The book took Hania the best part of a year to write and she reveals that having a scientific background was a great help.
“As this is not my first detective novel, there wasn’t as much research into police procedures as before, as I now know where to look for answers,” she says. “What I don’t know I can sometimes find by making a Freedom of Information request to Police Scotland.
“I’m also a stickler for getting the forensics right – readers of crime novels are becoming increasingly crime-savvy. They know about cause of death, rigor mortis, forensic techniques and so on. Fortunately, there are many research papers on the internet as well as books on the subject,” she explains.
The second book in the series, Clearing the Dark, is well under way and Hania gives us a peek into what we can expect.
“DS Gorska is now a DI, having been promoted at the end of The Polish Detective. Her brother, Marek, is still working in Dundee and features prominently in the next book. He is an investigative journalist, and is a sort of Watson to Dania’s Holmes. It means they often help each other out, directly or indirectly,” she smiles.
When Hania isn’t writing she loves to travel and catch up on her reading. She has also been working on a project close to her heart for the last 10 years.
“I’ve been searching for information on what became of my parents’ Polish families,” she says.
“After writing to many organisations, I finally found my father’s relatives by leaving messages on websites and my mother’s by sending my DNA to a genealogical organisation in the US. I have now found cousins all over the world and through them I’ve discovered the wartime fate of my parents’ brothers and sisters.

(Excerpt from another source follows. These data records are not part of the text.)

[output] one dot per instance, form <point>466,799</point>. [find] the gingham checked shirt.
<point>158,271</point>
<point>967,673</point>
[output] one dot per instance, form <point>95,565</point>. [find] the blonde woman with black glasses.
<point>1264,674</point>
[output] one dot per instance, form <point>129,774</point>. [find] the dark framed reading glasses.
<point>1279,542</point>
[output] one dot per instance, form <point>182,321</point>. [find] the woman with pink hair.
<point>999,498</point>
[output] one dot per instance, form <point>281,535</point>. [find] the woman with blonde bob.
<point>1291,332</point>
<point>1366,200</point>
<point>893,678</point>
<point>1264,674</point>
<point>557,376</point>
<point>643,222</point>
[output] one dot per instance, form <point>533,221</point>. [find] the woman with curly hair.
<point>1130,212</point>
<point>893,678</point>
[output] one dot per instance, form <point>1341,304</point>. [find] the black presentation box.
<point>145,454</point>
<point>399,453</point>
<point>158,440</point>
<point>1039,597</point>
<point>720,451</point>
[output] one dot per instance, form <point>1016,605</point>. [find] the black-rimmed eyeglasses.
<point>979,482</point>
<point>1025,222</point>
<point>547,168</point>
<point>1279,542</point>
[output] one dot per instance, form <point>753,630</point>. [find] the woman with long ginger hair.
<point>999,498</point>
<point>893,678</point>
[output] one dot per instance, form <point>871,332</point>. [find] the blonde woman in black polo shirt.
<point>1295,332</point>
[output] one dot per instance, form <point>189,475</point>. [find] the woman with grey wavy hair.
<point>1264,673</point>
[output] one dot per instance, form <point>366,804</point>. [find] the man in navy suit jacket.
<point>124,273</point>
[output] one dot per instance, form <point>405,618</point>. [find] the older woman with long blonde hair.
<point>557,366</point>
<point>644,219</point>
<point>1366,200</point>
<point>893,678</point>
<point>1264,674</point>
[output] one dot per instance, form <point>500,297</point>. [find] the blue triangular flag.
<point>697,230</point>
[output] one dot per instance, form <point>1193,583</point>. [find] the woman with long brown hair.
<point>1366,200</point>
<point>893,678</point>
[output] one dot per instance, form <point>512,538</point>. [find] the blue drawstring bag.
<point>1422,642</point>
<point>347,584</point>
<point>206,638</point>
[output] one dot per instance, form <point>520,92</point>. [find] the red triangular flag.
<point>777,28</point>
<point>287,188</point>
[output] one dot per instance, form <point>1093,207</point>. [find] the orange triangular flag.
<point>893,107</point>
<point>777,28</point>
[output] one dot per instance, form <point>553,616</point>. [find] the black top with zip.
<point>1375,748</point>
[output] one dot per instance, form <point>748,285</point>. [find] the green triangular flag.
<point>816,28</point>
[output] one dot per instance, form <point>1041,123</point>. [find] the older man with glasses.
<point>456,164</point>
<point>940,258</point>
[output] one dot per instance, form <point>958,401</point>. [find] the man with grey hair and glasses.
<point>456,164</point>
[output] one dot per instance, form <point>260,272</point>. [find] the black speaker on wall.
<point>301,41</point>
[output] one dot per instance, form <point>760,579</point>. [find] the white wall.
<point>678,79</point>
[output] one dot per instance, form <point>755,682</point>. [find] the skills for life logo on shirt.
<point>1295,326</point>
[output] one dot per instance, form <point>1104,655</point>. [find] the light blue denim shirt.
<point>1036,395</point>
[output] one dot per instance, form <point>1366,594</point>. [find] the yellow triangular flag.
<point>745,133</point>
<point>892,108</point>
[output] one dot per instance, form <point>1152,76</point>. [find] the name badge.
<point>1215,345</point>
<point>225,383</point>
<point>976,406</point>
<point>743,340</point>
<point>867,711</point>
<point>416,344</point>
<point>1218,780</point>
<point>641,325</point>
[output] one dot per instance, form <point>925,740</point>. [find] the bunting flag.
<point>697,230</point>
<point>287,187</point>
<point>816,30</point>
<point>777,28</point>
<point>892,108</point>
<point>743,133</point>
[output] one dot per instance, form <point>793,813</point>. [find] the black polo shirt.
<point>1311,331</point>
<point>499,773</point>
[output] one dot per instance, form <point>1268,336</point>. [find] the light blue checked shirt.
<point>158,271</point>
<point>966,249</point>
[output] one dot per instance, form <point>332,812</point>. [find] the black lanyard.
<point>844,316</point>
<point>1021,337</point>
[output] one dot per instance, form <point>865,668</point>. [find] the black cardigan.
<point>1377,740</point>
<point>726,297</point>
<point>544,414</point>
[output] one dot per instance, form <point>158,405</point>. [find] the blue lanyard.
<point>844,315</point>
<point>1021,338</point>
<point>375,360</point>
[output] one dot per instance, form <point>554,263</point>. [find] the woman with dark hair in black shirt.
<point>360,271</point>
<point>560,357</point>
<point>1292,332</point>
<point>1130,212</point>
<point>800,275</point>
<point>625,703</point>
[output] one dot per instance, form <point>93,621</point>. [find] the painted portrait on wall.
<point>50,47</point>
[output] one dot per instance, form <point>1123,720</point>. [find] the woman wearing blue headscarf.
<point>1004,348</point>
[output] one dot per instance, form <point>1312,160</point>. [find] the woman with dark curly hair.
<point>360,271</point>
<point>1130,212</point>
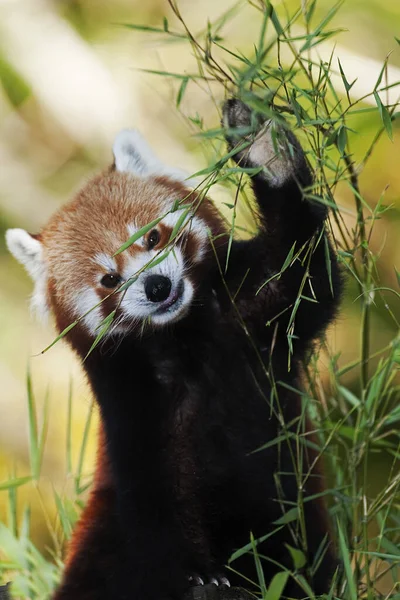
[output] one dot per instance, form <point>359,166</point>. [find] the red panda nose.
<point>157,288</point>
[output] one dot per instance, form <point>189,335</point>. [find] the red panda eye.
<point>153,239</point>
<point>110,280</point>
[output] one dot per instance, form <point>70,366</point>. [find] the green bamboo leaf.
<point>290,515</point>
<point>179,224</point>
<point>342,139</point>
<point>138,234</point>
<point>60,336</point>
<point>298,557</point>
<point>277,586</point>
<point>346,560</point>
<point>347,85</point>
<point>14,483</point>
<point>103,328</point>
<point>259,569</point>
<point>33,428</point>
<point>385,116</point>
<point>397,276</point>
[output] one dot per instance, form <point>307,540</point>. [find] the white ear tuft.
<point>29,252</point>
<point>132,154</point>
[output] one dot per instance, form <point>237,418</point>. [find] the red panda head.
<point>76,263</point>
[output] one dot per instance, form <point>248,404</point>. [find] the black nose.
<point>157,288</point>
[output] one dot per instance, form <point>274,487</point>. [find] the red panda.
<point>192,376</point>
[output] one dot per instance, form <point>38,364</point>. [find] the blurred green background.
<point>69,80</point>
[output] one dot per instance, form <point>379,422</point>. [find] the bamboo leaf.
<point>181,91</point>
<point>277,586</point>
<point>138,234</point>
<point>385,116</point>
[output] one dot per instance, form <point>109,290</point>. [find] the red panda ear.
<point>28,250</point>
<point>132,154</point>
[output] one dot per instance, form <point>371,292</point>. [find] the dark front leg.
<point>155,555</point>
<point>291,259</point>
<point>92,570</point>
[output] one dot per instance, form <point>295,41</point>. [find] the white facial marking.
<point>136,305</point>
<point>132,154</point>
<point>84,302</point>
<point>193,224</point>
<point>29,252</point>
<point>272,153</point>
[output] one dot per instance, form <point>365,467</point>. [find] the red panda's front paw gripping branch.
<point>191,374</point>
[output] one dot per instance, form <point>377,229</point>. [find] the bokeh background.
<point>71,76</point>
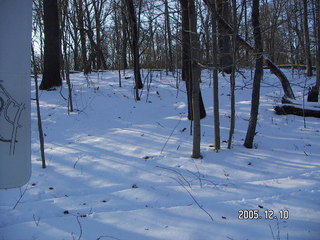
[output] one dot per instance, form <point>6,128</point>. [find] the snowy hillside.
<point>120,169</point>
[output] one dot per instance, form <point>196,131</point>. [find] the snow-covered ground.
<point>120,169</point>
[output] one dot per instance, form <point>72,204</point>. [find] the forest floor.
<point>121,169</point>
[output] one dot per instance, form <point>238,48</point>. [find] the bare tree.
<point>217,140</point>
<point>258,74</point>
<point>51,72</point>
<point>133,25</point>
<point>307,38</point>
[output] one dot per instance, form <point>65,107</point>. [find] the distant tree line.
<point>222,35</point>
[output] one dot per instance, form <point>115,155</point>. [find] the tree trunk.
<point>307,38</point>
<point>233,75</point>
<point>40,130</point>
<point>170,63</point>
<point>224,41</point>
<point>124,36</point>
<point>186,61</point>
<point>51,73</point>
<point>258,74</point>
<point>195,78</point>
<point>273,68</point>
<point>134,45</point>
<point>215,78</point>
<point>317,10</point>
<point>80,14</point>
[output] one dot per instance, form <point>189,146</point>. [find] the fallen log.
<point>294,107</point>
<point>286,109</point>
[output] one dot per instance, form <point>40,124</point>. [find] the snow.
<point>120,169</point>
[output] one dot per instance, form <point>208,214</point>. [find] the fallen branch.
<point>285,109</point>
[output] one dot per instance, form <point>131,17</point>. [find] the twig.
<point>170,135</point>
<point>190,194</point>
<point>99,238</point>
<point>79,227</point>
<point>21,196</point>
<point>175,171</point>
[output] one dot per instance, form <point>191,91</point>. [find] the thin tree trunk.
<point>232,76</point>
<point>307,38</point>
<point>124,36</point>
<point>224,41</point>
<point>273,68</point>
<point>41,138</point>
<point>171,68</point>
<point>134,46</point>
<point>186,62</point>
<point>51,73</point>
<point>79,8</point>
<point>195,76</point>
<point>317,10</point>
<point>258,74</point>
<point>215,78</point>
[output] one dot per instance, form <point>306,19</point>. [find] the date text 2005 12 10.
<point>266,214</point>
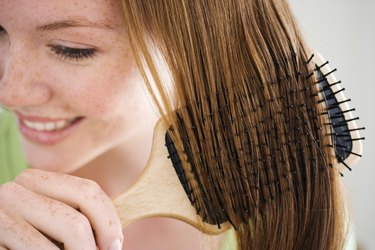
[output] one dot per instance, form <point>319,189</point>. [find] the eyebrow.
<point>76,22</point>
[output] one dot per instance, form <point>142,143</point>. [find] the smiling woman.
<point>68,74</point>
<point>74,76</point>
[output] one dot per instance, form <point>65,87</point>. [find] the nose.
<point>21,83</point>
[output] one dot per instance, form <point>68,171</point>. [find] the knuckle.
<point>81,226</point>
<point>8,190</point>
<point>91,188</point>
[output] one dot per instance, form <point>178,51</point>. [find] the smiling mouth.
<point>46,130</point>
<point>50,126</point>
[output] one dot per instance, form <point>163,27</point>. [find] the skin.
<point>70,182</point>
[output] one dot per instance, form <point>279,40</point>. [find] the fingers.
<point>84,195</point>
<point>56,219</point>
<point>17,234</point>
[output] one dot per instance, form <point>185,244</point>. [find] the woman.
<point>69,74</point>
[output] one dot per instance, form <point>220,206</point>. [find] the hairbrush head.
<point>247,144</point>
<point>345,137</point>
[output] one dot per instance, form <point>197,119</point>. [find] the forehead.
<point>36,12</point>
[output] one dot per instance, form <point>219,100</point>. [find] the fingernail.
<point>116,245</point>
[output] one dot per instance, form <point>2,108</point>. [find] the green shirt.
<point>12,161</point>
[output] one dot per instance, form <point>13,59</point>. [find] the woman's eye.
<point>76,54</point>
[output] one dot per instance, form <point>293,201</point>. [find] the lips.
<point>44,130</point>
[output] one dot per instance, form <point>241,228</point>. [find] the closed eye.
<point>76,54</point>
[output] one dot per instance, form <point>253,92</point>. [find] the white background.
<point>343,31</point>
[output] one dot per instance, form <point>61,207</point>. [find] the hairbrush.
<point>346,140</point>
<point>165,189</point>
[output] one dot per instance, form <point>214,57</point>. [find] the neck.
<point>118,168</point>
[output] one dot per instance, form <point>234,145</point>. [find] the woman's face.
<point>67,70</point>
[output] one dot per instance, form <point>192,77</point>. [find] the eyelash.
<point>76,54</point>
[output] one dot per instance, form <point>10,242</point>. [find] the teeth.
<point>47,126</point>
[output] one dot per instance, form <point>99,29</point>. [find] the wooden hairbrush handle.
<point>159,193</point>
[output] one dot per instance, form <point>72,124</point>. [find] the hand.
<point>39,205</point>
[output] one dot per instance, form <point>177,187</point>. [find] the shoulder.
<point>11,158</point>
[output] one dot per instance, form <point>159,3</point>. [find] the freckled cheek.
<point>102,97</point>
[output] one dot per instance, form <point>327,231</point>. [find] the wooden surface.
<point>159,193</point>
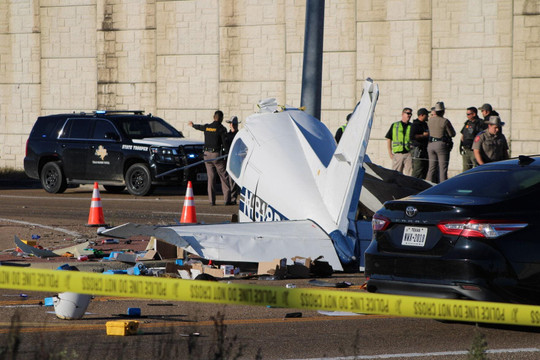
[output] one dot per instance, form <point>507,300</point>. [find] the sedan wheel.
<point>52,178</point>
<point>138,180</point>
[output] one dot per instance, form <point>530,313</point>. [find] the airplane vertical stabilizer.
<point>342,180</point>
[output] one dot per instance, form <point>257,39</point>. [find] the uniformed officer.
<point>419,142</point>
<point>398,140</point>
<point>215,139</point>
<point>490,145</point>
<point>472,126</point>
<point>487,112</point>
<point>440,144</point>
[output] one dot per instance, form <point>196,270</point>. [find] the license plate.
<point>414,236</point>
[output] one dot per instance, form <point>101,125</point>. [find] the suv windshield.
<point>492,183</point>
<point>146,127</point>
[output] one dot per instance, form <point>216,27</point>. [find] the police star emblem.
<point>101,152</point>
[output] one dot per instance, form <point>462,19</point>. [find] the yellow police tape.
<point>240,294</point>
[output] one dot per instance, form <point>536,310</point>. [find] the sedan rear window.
<point>492,183</point>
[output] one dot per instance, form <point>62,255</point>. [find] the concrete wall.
<point>182,59</point>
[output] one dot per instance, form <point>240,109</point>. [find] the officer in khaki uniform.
<point>215,139</point>
<point>440,143</point>
<point>491,145</point>
<point>472,127</point>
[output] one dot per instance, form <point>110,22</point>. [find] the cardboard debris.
<point>277,267</point>
<point>300,260</point>
<point>191,271</point>
<point>122,327</point>
<point>159,249</point>
<point>33,250</point>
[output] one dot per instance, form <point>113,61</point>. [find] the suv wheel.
<point>114,189</point>
<point>138,180</point>
<point>52,178</point>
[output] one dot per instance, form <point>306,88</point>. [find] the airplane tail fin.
<point>343,179</point>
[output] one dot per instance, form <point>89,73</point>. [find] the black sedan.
<point>474,236</point>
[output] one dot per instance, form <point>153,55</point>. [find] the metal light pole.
<point>313,50</point>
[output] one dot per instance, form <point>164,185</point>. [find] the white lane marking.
<point>69,232</point>
<point>139,199</point>
<point>198,213</point>
<point>430,354</point>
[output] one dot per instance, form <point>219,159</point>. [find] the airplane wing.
<point>244,242</point>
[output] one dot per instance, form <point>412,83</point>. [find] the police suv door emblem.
<point>411,211</point>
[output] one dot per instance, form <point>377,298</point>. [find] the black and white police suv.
<point>118,149</point>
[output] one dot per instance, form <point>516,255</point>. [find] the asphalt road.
<point>183,330</point>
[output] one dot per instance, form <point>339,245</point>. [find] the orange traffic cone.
<point>188,212</point>
<point>95,218</point>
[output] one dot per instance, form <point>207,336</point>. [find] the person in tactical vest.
<point>215,139</point>
<point>398,140</point>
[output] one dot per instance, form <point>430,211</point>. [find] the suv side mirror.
<point>112,136</point>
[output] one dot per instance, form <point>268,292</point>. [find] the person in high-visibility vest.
<point>399,143</point>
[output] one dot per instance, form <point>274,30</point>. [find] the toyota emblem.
<point>411,211</point>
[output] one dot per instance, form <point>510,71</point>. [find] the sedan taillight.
<point>489,229</point>
<point>379,222</point>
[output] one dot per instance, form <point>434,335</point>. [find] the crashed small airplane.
<point>299,192</point>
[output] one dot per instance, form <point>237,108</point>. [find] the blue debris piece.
<point>115,272</point>
<point>48,302</point>
<point>134,312</point>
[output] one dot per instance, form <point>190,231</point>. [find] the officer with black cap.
<point>472,127</point>
<point>491,145</point>
<point>487,112</point>
<point>215,139</point>
<point>419,142</point>
<point>440,144</point>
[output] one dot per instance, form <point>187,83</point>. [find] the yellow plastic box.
<point>122,327</point>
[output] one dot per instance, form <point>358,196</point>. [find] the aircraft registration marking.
<point>257,209</point>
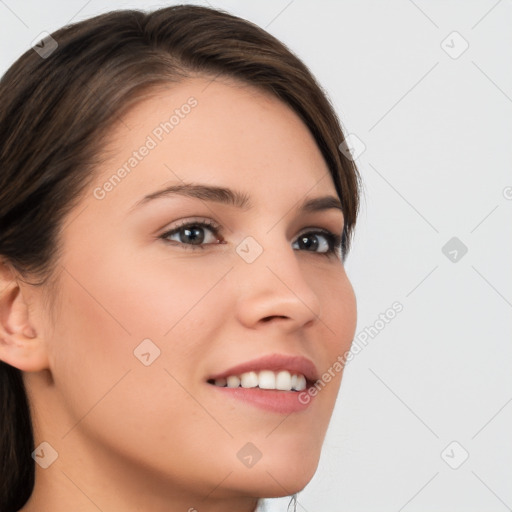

“None of my relatives in France, Poland and Belarus speak English, so I’ve had to learn Polish and brush up my schoolgirl French,” she continues.
Hania’s father was stationed in St Andrews during the war and it was his experiences there that inspired her to study at the university.
“He spoke many times about the warmth and wonderful hospitality shown by the Scottish people towards the Polish soldiers,” she recalls.
“The university even allowed the soldiers to study for free, and many, including my father, took the opportunity. After my parents died and I cleared their house, I came across my father’s army rucksack. At the bottom were lots of tiny silver tokens he was given by people when he visited their houses during Hogmanay.”
Hania’s advice to anyone who wants to start writing is to give it a go.
“If you find yourself dreaming up stories, then writing is for you. You just need to find a way to make it happen.”
The Polish Detective by Hania Allen is published on August 9 by Constable, priced £7.99.